The importance of feedback
MSF, as an organisation, does not have a tradition of looking at patient perspectives as part of assessing our work.
There are tools we do use, such as exit interviews, but the focus in these is more to do with checking whether staff have done their job appropriately rather than asking how patients feel.
One of the standard tools asks, for instance, whether the patient understood how to take the medicine appropriately. Others ask if a patient has been taught things, but not about what they have understood.
A well-known cartoon showing the difference between teaching and learning.
Different tools are useful in different settings, however, most MSF projects are not a non-communicable disease programme working with refugees in Jordan – so they may not always be appropriate.
The standard exit interviews have never provided feedback for members of staff, but this is one of the best ways to improve performance and therefore help more people.
Changes take teamwork
It has taken a while for the idea of having a patient satisfaction process in our project to be shared, and then reviewed, and then for me to make more detailed proposals… and then to get things up and running.
I’ve been very much supported to make this happen, in particular by my colleague Abdullah who was appointed as a referral and quality improvement nurse a few months ago. He has done most of the legwork by interviewing patients (and most of the data entry, too!).
Although most of us never come across epidemiologists in our everyday lives, they are experts in creating surveys and analysing the results, and I was lucky to have two working part-time on our project. They helped me by challenging the details, concepts and approaches that I suggested, as did my medical coordinator, so that our new assessment is appropriately designed (“KISS” is a great bit of advice: Keep It Short and Simple).
In late February, the first surveys started in our clinics and we have carried out a few (about 10-12) every week since.
We deliberately kept it simple to start with, to find out what the overall feelings were about our receptionists, nurses, doctors, pharmacists and health promoters.
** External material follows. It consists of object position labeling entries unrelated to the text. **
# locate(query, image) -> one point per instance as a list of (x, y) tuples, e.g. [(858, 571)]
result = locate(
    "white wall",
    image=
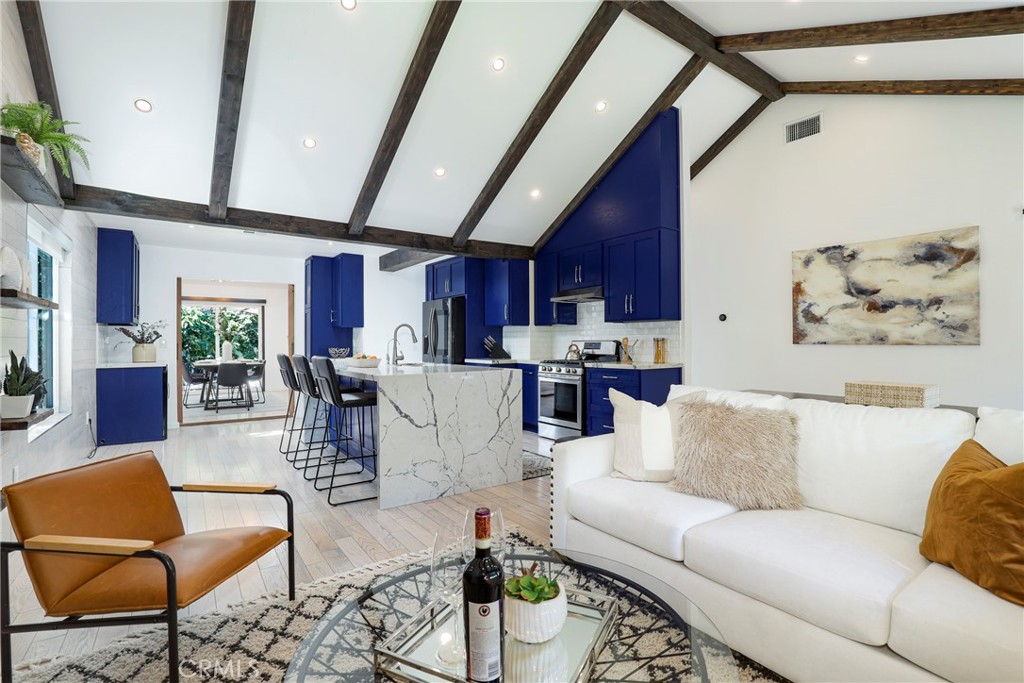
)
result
[(389, 298), (884, 166)]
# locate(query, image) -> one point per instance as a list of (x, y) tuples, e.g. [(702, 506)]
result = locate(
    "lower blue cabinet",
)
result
[(131, 404)]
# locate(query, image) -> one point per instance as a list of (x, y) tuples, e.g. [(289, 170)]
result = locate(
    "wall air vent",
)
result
[(806, 127)]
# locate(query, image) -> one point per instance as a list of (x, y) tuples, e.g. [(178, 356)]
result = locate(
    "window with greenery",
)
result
[(206, 327)]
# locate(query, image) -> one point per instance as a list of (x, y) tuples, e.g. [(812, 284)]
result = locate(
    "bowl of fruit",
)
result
[(364, 360)]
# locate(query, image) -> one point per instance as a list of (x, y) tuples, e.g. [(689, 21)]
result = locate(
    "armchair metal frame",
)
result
[(169, 616)]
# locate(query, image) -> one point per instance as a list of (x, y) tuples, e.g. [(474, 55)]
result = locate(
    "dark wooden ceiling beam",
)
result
[(31, 14), (441, 17), (117, 203), (399, 259), (578, 57), (1003, 22), (996, 86), (693, 37), (669, 95), (232, 77), (729, 135)]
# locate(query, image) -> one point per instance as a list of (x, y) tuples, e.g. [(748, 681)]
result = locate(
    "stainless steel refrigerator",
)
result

Patients scored each question from “1 = Very poor” through to “5 = Excellent”, and, we now have some results.
Example of results from the patient survey work in Jordan. Credit: Mike Tomson
The feedback on the programme has been generally positive across every part of the patients’ experience. There are some areas that are not quite as wonderful as others, although some of these experiences can be explained by having temporary staff covering roles.
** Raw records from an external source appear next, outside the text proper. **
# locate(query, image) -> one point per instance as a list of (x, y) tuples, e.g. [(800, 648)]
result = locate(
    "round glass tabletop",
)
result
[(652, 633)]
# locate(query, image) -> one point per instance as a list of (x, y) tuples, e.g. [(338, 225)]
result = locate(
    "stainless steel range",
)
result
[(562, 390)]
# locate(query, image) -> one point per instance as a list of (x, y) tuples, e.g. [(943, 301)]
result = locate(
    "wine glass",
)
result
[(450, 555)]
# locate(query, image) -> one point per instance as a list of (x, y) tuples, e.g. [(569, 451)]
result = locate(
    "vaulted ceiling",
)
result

The most negative feedback was from a question about how hard it was to get to the clinic, however, more typically patients used the survey to feedback on our doctors.
A blog is not a place to provide all the results of a survey but if anybody wants more information please make a comment and I’ll get back to you.
I have now been able to share the great results to our staff and to publicly celebrate what is a real commendation of their hard work.
The next phase
We have now started the next phase with an amended questionnaire which asks much more detailed questions. This is to help us explore whether there are any areas of our staff training that we need to address or significant differences between personal approaches by individual doctors or nurses.
All of this is only possible because we have a relatively stable base of Jordanian staff who work in our clinics (many of whom have been here since almost the start of the programme). So, providing this feedback is a good investment in helping them and in turn helping the refugees and vulnerable people the programme is here for.
Our patients generally have little choice about coming to us as we are the only place in about 10 miles for them to get free care for non-communicable diseases. However, we have now shown that we can listen to their concerns and treat them with respect.